Understanding this concept also helps in your own code, in the real world you can reach for a battle-tested library, rather than having to start from scratch when implementing an algorithm, such as when sorting a list of names alphabetically, but knowing the speed at which it will run in the worst case or the underlying data structure’s space complexity helps you make the better choice on when to reach for them. The adage of having more tools in your tool belt certainly comes to mind here.

Fundamentals: arrays and linked lists

This is quite a short one, but something which occurred to me throughout the book was to rehash over my understanding of these two relatively simple data structures, largely because they are actually gateways into being able to fundamentally understand the more complex types. Such as representing a heap as an array and hash tables being the tieing of a excellent hash function to an array.

Hash tables are really cool

I’ve dealt with hash tables, known as dictionaries or maps to me from Python and Go, quite a large amount but only on a very high level. My knowledge on this extended as far as being able to say if you do something along the lines hashTable["my_key"] you would get a value if it exists within the data structure. I never truly understood what went on underneath it, even as far as wrongly assuming it was incredibly complex. In actual fact it is simple and elegant.
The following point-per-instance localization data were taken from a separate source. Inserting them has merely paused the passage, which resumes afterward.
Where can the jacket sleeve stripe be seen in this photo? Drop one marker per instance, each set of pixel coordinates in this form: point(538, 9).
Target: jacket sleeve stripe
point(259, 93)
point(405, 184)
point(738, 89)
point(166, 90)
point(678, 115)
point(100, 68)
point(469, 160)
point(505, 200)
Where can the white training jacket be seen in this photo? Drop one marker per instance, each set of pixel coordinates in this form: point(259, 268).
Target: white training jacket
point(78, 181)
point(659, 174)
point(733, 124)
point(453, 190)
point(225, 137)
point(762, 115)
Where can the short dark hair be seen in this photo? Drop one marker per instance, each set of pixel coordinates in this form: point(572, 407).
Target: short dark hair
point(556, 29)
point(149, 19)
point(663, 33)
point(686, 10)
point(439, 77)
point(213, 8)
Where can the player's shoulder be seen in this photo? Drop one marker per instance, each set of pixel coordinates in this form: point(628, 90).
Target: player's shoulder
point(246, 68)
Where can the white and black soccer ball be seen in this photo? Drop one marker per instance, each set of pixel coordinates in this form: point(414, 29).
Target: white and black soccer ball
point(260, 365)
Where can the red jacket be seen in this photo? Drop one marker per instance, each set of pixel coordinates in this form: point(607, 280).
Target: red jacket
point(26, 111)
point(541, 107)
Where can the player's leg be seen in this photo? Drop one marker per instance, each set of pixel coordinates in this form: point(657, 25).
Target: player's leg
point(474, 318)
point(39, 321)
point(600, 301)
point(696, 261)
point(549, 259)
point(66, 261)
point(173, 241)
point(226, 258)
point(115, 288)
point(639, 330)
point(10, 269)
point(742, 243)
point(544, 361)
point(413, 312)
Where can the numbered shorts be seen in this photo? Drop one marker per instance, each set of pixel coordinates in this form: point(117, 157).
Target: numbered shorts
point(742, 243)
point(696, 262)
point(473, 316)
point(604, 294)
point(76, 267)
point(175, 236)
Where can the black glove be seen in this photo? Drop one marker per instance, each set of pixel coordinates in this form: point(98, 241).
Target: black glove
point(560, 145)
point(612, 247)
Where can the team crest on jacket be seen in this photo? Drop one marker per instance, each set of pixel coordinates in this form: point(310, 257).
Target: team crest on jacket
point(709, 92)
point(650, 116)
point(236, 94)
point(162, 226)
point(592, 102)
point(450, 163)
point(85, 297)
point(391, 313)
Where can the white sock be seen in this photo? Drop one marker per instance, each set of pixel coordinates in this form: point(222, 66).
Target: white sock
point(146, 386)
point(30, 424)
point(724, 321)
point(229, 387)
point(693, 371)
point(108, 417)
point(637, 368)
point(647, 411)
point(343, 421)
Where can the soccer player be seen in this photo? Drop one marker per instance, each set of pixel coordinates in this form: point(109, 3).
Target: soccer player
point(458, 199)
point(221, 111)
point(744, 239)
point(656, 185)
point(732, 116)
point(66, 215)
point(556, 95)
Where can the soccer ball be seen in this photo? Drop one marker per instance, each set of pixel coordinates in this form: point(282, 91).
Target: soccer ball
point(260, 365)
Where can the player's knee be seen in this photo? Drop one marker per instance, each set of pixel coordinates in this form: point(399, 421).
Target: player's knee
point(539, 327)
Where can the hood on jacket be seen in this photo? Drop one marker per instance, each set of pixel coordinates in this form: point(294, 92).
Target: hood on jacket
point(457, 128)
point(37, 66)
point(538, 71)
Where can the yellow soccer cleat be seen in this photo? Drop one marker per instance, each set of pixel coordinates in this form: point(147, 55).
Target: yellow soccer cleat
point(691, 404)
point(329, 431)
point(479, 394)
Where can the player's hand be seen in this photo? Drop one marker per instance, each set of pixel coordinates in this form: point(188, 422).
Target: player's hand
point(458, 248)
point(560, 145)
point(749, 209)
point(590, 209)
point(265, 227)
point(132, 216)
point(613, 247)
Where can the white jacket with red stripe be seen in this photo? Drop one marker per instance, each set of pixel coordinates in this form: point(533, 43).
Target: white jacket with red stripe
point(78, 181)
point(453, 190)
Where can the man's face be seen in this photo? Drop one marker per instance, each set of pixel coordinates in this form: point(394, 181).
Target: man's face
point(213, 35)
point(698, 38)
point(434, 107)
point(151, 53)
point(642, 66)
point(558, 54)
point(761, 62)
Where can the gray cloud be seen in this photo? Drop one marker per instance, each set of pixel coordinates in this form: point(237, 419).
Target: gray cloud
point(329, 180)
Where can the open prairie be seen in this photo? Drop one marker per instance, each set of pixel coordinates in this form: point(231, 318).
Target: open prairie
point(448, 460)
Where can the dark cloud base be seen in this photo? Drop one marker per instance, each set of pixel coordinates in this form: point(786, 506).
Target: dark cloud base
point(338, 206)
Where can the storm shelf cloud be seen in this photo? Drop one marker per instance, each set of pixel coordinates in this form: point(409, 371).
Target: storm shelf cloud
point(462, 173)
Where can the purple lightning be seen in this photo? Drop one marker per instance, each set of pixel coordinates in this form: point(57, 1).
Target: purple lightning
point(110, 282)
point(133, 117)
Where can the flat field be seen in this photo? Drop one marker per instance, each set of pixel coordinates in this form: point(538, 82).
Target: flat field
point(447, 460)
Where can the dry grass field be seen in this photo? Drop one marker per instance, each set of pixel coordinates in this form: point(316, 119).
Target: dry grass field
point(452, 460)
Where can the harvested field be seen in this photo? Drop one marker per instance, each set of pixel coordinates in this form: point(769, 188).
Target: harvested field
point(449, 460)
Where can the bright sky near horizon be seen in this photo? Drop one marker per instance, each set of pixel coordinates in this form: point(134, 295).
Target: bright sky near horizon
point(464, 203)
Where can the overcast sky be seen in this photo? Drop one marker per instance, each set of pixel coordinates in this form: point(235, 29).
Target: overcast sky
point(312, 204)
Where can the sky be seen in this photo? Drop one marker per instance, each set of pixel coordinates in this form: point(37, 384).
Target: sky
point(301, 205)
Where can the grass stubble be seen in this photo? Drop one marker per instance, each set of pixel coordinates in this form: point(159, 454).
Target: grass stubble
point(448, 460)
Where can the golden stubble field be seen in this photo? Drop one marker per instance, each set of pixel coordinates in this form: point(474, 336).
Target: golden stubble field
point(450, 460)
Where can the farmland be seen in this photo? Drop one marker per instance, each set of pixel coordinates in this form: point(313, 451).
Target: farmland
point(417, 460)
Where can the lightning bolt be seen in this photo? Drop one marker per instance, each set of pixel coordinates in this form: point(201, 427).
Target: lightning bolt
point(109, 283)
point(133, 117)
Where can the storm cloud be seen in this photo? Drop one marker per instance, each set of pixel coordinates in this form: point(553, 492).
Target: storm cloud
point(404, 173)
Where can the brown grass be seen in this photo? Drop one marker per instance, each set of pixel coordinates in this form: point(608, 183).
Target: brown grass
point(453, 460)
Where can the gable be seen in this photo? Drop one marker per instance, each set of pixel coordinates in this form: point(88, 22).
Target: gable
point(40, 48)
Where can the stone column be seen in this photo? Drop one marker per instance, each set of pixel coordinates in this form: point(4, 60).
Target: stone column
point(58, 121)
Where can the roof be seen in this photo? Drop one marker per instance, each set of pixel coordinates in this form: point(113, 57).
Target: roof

Hash tables are arrays with a hash function, this sprung on me as I was reading the chapter in that the hash function returns an integer value that can be used as the index to place the key and its corresponding value - having a strong hash function also prevents collisions.

They’re also insanely fast on average, regardless of their size you can retrieve something in constant time, known as O(1); however, in the worst case they are actually O(n) for insertions, deletions, and searches. You want to use a hash table when we do not have a large load factor, meaning the number of elements in the array to the current max size, having a low load factors gives us the average performance, which is incredibly quick, but due to resizing the underlying array and needing to place all of our elements back in again from newly computing the hashes of the keys means that our hash table can be quite slow when under heavy load.

[2, 4, 9, <empty>] 
Array of size 4 with 3 elements already. 
Load factor = 3/4 = 0.75, we should resize the array

Although do remember, you probably won’t have to implement a hash table yourself, since a lot of languages come with them as part of the standard library. This means we can assume to get the average performance, constant time, out of them. Having a better understanding of them will most certainly help you going forward as a software engineer.

Recursion is difficult

Recursion was something that I came across when I first started to learn coding, it was something that I sort of understood, but have not used in any meaningful way. When done properly, you can create an elegant and readable solution for another person to read. It is also used in a lot of algorithms, e.g. merge sort and quick sort, so understanding it helps you immensely going forward.

Recursion also pops up very frequently in functional programming, so it is required when you want to delve into this. I feel that I struggled more than I should have on the exercise to do with recursively adding up all of the numbers in a list, but it was still really useful to try and think about things in a different way, as opposed to imperatively looping over values - this certainly feels more natural to me.

Feynman algorithm, solve any problem!

To close it out, I will leave you with my favourite part of the book. This is rather tongue in cheek and made me chuckle upon reading it, I would draw similarities to Kelsey Hightower’s No Code repository, although this was way before its time.

It is rather simple, there are only has 3 steps and it can help you solve absolutely any problem, regardless of difficulty.

  1. Write down the problem you face.
  2. Think really hard about that problem.
  3. Write down the solution.

Now you can be well on your way to becoming a problem solving guru. This gave me so much of a chuckle, that I coded up a quick and silly repository myself for it.